The publication of the Greater Dublin Transport Strategy 2022-2042 in draft form for public consultation is, I am afraid, a sick joke on the people of the greater Dublin metropolitan area.
It consists of 160 pages of waffle, aspiration, euphemisms, evasions, bullet-point wish-lists, and vague blather about urban planning, transport values and all sorts of conditionality. It could have been set out in 30 pages. When you wade through the 160 pages of padded-out text, you find at page 157 two pages titled “Phasing”. There one finds a hint of the reality of this strategy.
Between now and the end of this decade in 2030, it is proposed to implement the Dublin Area BusConnects Network with core corridors. It is also proposed to introduce “next generation ticketing”. DART+ is to be implemented in part. A cycle network for the Greater Dublin area is promised in part. There will be “city centre management measures” and “climate action management measures”.
Between 2031 and 2042, the back-loaded period of the strategy, (two to five government terms from now) the strategy envisages the construction of Metrolink from Swords to Charlemont (where a space for an underground terminus is being developed already) and there is mention of possible Luas lines to Lucan (promised 10 years ago, to Finglas, to Bray and to Poolbeg. But each of these Luas projects, with the exception of Finglas, is quite tentative.
Take the Poolbeg Luas proposal; this line is left in doubt and needs to be re-assessed perhaps for delivery in the latter stages of the strategy (i.e. in twenty years). But it is comforting to note that, in the planning assessment, “work undertaken to date in the regard (sic) will form a key input into this assessment”. Luas to Lucan “will be subject to further assessment and analyses” and the NTA is satisfied that the project “be pursued”. In the case of Finglas, we are told that “it is the intention to complete detailed design and planning over the coming years and to progress the project to construction.” Luas to Bray is also subject to “detailed design and planning work” and no decision has yet been made on “the alignment and locations to be served” between Bride’s Glen and Bray. There is mention of a number of possible post-2042 Luas developments for Balgriffin, Tyrrelstown, Blanchardstown.

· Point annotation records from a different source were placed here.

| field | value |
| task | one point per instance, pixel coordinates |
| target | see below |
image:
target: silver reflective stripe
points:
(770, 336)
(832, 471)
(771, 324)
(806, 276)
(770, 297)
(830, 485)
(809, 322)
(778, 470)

Intriguingly, there is also mention of a post 2042 reconfiguration of the Luas Green Line for lines to Bray via UCD Belfield and Sandyford, and a Sandyford to the city centre line. Where does the NTA ambition to extend Metrolink to Sandyford (closing the Green Line for up to two years) fit into this? It has finally been abandoned in favour of more trams on the Green Line. The strategy says, “As such, the upgrading of the Green Line to metro standard is not required as part of this strategy”, Why? Because the “challenges associated with the upgrading of the Green Line to a metro standard have led to an alternative proposal” to create post-2024 a new Luas line along the UCD Belfield line towards Sandyford. That took a long time to sink in.
On Dart, the long-canvassed Underground Dart from Heuston to Connolly is finally buried. Nothing will be done until 2042 but a reservation for such a line will be kept in planning strategies in the meantime. No clear timetable is set for further extending electrified Dart trains to Drogheda, Wicklow, or Kildare. A rail line to Navan is envisaged by 2042. On the Dublin Belfast intercity rail corridor, we are told that the NTA in conjunction with Irish Rail will undertake an assessment of the “need for further infrastructural enhancements” on the Belfast line. That doesn’t sound good for the Green’s proposal for a high speed rail link from Dublin via Belfast and Derry to Donegal.
It seems that the strategy is mainly centred on increasing bus and bicycle usage in Dublin over the next ten years. Private cars are the lowest priority in the new pecking order – even electric cars. In relation to electric cars, little or nothing is said about the problem of on-road charging outside your house. The problem of charging cables on the roadway is acknowledged as a problem for footpath users. Electric scootere are good; electric cars not so good – but better than diesel or petrol. A hint is made that public servants’ free city centre car parking may have seen its day. Where did we hear of that before? When they were threatened with a benefit in kind tax some twenty years ago. It didn’t haapen.
What are we getting for the projected increase in the cost of implementing this wish list from €10 billion to €25 billion?
Reconfigured anti-car traffic-light sequencing? Jams today, jam tomorrow?